Honey We are Shrinking the Kids! SCAD takes bold move to increase class size.
In response to the need for more classroom space generated by rising student caps, SCAD has announced its involvement in a scientific research program which tackles the issue in a non-traditional way—by dramatically reducing the physical size of the student rather than attempting to extend the space.
“It was one of the “aha” moments that we teach about in our classrooms” said Ms. Maryanne Cameltoe, director of SCAD Institutional Effectiveness, “Dear leader has, over a healthful breakfast of Low Country shrimp and grits, made a wonderful discovery. Her vision never ceases to amaze.”.
“It’s such a flexible 21st century solution,’ enthused Iva Littlebottom, Chief Admissions Officer, about the inception of the Spatial and Human Resources Invested Miniaturization Platform, or SHRIMP for short. The plan certainly turns the term ‘downsizing’, usually associated with the reduction of numbers, not matter, on its head; a point not lost on the diminutive Ms Littlebottom. ‘It’s wonderfully contradictory’, she noted, ‘ by reducing the physicality of the student, we’re actually providing more space to facilitate their work, and there’s no limit on what the future holds; one existing classroom could potentially hold thousands of students, with ample space to accommodate work of all descriptions.’
Shrinking the physical size of the student, rather than increasing the size of the classroom will provide SCAD shareholders with vast profits usually invested in real estate, infrastructure and equipment. The added benefit is in the potential for dramatic increases in future admissions intakes. “Smaller students will translate beautifully into increased admissions.” Ms. Cameltoe squeaked “SCAD is on the cutting edge here in the low country, this plan is revolutionary.”

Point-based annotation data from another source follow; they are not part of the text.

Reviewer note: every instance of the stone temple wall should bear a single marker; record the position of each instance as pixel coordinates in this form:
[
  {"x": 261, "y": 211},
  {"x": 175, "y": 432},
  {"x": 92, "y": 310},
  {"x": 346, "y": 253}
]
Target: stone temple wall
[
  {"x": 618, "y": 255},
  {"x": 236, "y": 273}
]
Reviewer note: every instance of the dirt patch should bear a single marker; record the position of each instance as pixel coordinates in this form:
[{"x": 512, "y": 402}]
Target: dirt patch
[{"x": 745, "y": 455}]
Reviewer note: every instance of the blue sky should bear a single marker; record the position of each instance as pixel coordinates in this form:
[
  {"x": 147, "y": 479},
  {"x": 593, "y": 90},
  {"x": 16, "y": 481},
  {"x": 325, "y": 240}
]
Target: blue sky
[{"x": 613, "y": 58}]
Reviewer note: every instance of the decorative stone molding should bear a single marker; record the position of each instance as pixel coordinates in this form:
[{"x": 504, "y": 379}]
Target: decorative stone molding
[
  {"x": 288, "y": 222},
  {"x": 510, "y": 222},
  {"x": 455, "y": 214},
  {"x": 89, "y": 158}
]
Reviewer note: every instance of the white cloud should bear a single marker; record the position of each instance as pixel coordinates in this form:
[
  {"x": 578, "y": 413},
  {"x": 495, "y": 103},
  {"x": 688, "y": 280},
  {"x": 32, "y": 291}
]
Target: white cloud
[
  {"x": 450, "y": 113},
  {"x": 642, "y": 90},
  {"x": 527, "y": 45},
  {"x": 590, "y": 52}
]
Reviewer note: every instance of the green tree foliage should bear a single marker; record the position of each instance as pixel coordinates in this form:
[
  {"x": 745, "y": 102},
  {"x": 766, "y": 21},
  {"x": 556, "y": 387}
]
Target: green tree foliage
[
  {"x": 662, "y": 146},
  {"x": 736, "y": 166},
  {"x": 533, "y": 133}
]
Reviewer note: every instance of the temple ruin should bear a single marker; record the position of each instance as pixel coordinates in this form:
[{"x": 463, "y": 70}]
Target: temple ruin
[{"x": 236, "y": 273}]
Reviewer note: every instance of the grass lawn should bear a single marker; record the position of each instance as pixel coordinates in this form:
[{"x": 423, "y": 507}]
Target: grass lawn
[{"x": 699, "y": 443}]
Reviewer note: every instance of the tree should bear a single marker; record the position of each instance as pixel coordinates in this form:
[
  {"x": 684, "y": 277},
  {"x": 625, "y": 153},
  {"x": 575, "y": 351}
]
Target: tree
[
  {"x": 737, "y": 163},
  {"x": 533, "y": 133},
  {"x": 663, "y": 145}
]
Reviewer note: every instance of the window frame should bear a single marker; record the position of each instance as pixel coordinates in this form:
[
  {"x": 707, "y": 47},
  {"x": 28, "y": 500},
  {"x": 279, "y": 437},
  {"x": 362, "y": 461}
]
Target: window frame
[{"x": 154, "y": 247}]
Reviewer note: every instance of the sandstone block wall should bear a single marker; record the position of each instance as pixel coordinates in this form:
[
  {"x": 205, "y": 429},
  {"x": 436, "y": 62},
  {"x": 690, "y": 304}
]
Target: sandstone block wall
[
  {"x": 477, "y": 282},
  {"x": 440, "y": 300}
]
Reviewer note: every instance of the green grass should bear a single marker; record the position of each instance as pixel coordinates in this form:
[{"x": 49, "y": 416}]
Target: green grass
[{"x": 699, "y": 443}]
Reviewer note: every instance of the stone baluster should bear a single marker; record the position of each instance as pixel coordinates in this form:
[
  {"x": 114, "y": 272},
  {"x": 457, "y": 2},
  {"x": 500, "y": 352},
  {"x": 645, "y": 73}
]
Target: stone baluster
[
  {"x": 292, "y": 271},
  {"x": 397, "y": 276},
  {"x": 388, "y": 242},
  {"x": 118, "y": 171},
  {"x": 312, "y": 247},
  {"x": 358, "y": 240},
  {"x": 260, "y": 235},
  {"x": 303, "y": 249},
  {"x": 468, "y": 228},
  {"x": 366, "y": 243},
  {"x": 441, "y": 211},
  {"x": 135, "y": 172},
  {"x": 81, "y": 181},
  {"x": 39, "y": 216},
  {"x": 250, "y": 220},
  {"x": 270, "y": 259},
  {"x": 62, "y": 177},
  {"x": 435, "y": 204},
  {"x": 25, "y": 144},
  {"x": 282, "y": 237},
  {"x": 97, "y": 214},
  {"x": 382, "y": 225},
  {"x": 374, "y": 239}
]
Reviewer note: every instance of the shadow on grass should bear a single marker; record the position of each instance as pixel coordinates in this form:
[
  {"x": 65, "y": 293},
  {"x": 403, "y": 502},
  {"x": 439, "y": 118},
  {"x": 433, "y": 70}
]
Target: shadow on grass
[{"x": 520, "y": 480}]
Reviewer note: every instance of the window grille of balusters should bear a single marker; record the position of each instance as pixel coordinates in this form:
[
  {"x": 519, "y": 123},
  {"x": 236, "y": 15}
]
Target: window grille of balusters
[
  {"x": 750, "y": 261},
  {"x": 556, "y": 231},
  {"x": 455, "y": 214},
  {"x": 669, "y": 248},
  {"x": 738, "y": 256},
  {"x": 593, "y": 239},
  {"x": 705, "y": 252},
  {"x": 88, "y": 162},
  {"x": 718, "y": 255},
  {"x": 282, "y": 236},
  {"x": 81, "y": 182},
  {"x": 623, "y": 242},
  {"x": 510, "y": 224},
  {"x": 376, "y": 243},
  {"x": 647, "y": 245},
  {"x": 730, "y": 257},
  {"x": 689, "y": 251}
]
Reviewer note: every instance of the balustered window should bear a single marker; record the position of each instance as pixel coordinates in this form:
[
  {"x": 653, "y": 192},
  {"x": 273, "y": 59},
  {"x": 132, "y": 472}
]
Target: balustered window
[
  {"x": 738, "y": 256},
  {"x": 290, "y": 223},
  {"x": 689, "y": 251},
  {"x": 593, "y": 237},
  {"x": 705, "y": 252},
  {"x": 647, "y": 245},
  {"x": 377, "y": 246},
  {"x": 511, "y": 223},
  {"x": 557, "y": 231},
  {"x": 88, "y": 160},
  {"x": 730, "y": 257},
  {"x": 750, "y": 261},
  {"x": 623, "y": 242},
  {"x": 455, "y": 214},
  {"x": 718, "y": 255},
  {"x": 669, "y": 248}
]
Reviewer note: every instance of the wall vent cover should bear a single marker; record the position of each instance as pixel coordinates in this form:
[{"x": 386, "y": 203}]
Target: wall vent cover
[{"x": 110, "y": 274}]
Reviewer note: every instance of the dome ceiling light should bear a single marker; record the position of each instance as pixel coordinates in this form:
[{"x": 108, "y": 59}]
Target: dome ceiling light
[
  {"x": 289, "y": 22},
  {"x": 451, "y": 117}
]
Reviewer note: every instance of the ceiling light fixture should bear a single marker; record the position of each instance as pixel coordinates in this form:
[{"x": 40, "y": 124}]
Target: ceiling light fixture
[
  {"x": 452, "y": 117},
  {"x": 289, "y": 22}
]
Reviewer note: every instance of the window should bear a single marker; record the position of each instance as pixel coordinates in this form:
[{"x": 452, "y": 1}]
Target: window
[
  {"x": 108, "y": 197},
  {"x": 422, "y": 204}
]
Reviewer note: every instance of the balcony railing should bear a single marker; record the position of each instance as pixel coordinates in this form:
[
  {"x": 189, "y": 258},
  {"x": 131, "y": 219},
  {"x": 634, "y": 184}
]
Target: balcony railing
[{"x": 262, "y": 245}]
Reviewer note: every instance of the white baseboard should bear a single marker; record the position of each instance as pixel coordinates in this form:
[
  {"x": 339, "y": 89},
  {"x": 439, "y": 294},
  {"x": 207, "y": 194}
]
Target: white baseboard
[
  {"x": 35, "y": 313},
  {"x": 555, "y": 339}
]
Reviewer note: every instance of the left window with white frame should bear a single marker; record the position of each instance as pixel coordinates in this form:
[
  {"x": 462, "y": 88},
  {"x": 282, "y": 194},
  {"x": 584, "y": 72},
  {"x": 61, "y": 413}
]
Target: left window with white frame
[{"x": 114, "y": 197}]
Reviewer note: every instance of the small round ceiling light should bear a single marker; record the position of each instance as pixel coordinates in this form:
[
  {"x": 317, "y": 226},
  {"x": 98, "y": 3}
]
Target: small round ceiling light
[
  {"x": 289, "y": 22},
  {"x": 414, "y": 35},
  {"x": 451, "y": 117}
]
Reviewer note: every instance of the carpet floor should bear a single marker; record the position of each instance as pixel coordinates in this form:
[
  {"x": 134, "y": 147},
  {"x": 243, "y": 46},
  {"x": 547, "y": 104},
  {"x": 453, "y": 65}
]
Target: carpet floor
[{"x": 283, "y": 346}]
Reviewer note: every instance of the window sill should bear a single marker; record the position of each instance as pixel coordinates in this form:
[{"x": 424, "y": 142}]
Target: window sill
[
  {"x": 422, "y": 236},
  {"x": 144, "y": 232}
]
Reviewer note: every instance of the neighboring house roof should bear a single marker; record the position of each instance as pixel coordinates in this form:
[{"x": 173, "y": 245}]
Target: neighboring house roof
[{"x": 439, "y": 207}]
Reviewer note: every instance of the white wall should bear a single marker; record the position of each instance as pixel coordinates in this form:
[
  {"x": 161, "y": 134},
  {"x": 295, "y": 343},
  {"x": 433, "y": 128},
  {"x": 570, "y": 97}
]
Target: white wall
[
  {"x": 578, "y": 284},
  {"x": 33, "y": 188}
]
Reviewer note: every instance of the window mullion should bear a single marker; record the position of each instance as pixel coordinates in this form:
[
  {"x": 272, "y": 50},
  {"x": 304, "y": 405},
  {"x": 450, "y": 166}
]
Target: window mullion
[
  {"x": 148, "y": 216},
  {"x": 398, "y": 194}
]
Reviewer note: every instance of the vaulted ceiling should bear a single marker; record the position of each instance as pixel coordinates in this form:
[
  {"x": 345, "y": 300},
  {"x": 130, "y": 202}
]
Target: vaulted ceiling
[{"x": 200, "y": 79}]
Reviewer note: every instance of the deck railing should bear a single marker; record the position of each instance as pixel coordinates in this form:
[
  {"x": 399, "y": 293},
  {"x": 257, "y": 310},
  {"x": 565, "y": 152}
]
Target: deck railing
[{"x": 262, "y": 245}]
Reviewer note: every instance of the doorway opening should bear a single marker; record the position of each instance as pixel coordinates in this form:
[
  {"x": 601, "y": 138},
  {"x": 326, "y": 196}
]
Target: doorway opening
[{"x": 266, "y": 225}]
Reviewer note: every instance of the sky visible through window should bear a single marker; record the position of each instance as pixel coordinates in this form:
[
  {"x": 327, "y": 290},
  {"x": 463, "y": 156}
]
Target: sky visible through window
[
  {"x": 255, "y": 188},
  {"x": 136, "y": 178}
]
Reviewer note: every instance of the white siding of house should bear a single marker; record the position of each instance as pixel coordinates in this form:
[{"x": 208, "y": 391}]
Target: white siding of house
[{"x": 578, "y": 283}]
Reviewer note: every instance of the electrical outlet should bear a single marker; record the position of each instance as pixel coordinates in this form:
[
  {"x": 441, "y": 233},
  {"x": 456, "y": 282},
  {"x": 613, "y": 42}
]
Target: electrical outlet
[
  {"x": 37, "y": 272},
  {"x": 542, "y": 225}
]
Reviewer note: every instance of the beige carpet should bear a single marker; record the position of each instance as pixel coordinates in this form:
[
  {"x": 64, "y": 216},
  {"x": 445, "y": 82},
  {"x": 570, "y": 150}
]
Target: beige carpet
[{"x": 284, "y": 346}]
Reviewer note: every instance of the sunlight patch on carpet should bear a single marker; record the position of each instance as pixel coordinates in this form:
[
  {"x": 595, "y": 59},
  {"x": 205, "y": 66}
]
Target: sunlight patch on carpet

Ms Littlebottom admitted that the 1989 Hollywood comedy ‘Honey, I Shrunk The Kids’ provided inspiration for the initial SCAD briefing, but that other proposals were also considered. ‘We did look at the architecture of livestock carrier ships for stowage capacity, but we felt that SHRIMP was a paradigm shift in tackling the problem.’
The proposed program, to be finalized for the 2014-2015 academic year, has reportedly incensed Faculty, who view the program as dangerous, with possible impending lawsuits directed at out of step Professors who(some fear will) accidentally crush their apprentices underfoot.

Such concerns were dismissed by Ms Littlebottom as overreaction; ‘It’s ridiculous, such a Yahoo response’, she said, making reference to the brutish race described in Jonathan Swift’s Gulliver’s Travels. ‘We have no intention of shrinking students to such proportions immediately. We’d wait two quarters for everyone to acclimate to the program. Of course the Faculty would have to initially make minor adjustments – the purchase of a magnifying glass would for instance – but we really anticipate no problems.’
Concerns about grading loads were also disregarded. ‘I think that Faculty might be surprised to discover their loads were a great deal lighter,’ she said. ‘They’d be able to grade at least 10 students at once. The works will be small, and reassuringly, produced by small minds. It’s a very efficient system on all sorts of levels; we’re definitely moving forward on this one.’